When Health Advice Comes With No Waiting Room
Chatbots can provide clear advice for routine health questions, but their accuracy declines substantially for more urgent scenarios.
Read Time: 3 minutes
Published:
Most people know what it feels like to consult Dr. Google. You type in a symptom and end up with ten conflicting explanations, a few scary headlines, and a lot of uncertainty. Still, the habit persists because it meets a real need. People want access to answers between appointments. Search engines offer speed, but the results often arrive without clear boundaries between trustworthy guidance and noise. You get health answers fast, but not a clear next step.
Where Google leaves people to sort through the noise, AI chatbots package an answer that sounds ready to trust. Instead of a pile of links, they deliver a single response that sounds organized and is tailored to you. This polish can read like valid medical advice, rather than synthesized information from a variety of sources, which may or may not be comprehensive or accurate. When over 16% of Americans use AI as a go-to source for medical information, the accuracy of its guidance becomes a patient safety issue, and in an emergency, the wrong advice can be life-threatening.
A study led by Ashwin Ramaswamy put ChatGPT Health, a specialized chatbot designed for medical questions, through a structured “stress test” using hypothetical patient scenarios written by clinicians across several areas of medicine. The cases ranged from routine colds and the flu to life-threatening emergencies. Researchers checked whether the chatbot gave the same level of care advice that expert clinicians said each patient needed, from staying home to going to the emergency department right away. The key takeaway was not a single accuracy score, but where the model broke down. It performed differently depending on how urgent the scenario was, as shown in the graphs below.

The chatbot performed best on middle-ground cases, with 93% accuracy for routine cases and 76.9% for urgent cases. For non-urgent cases, accuracy dropped to 35.2%, often suggesting unnecessary care. For true emergencies, accuracy dropped to 48.4%. Even worse, the chatbot under-triaged 51.6% of emergency scenarios, recommending slower care when emergency care was needed.

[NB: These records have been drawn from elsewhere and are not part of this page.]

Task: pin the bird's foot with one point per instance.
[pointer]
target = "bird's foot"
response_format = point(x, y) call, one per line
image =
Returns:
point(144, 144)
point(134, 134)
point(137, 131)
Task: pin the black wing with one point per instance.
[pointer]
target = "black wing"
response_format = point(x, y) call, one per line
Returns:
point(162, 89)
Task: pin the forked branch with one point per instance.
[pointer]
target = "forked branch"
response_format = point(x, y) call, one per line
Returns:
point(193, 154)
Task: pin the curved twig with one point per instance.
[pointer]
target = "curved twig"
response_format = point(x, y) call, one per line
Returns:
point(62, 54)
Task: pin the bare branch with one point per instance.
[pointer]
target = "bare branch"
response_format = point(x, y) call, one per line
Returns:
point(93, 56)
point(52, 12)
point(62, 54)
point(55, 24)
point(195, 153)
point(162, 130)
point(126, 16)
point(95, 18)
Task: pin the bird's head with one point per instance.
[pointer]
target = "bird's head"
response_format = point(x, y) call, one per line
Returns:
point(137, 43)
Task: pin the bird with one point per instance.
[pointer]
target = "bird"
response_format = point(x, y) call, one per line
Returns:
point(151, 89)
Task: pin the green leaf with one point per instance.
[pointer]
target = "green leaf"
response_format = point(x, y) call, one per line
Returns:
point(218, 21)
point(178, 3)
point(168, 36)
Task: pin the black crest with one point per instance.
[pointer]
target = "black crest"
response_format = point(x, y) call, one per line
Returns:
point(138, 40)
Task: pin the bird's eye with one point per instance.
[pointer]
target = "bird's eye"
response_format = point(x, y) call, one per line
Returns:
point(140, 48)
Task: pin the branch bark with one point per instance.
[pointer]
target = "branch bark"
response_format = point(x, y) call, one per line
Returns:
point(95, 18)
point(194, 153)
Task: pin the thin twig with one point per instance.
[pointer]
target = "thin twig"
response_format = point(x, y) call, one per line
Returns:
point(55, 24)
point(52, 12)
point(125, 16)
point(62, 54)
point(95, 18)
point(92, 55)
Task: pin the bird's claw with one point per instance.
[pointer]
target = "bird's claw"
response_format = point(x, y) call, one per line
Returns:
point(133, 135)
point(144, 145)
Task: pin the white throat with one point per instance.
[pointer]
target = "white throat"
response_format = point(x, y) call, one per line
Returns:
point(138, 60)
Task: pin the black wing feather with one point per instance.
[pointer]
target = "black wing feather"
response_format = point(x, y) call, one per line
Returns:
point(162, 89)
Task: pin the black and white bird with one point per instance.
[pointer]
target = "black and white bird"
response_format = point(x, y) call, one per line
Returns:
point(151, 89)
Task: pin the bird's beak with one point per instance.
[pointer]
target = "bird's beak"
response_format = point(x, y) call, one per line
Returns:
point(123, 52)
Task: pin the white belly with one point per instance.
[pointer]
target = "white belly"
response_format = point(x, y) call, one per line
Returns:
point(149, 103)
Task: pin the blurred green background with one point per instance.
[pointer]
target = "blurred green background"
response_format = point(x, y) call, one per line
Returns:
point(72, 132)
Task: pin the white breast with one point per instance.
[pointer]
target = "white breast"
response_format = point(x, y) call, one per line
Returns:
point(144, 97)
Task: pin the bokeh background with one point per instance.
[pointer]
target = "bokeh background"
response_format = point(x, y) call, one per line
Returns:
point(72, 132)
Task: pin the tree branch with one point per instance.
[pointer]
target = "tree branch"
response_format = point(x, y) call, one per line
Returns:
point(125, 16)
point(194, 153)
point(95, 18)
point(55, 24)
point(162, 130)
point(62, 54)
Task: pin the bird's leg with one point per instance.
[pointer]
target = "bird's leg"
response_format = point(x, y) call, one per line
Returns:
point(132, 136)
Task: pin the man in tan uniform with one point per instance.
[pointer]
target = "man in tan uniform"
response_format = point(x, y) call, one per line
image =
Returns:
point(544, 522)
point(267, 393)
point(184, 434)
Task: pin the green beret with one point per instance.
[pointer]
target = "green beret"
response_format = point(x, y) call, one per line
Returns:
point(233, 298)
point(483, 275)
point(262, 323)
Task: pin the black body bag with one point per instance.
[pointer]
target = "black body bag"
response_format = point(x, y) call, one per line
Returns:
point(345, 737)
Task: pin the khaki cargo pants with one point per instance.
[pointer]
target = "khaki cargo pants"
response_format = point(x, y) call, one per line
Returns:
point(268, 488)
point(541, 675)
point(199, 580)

These findings matter because people already use chatbots when deciding whether a symptom can wait or needs immediate care. When access is limited or costly, a confident answer can become a shortcut, even when it is wrong. Under-triage can delay emergency care. Over-triage can send more people to clinics and emergency departments who do not need to be there.
Developers, health systems, regulators, and independent researchers need to treat consumer health chatbots like safety-critical tools, with pre-release testing and crisis safeguards that do not disappear with added details. If the advice can change a patient’s next step, the system should meet safety standards before it reaches the public.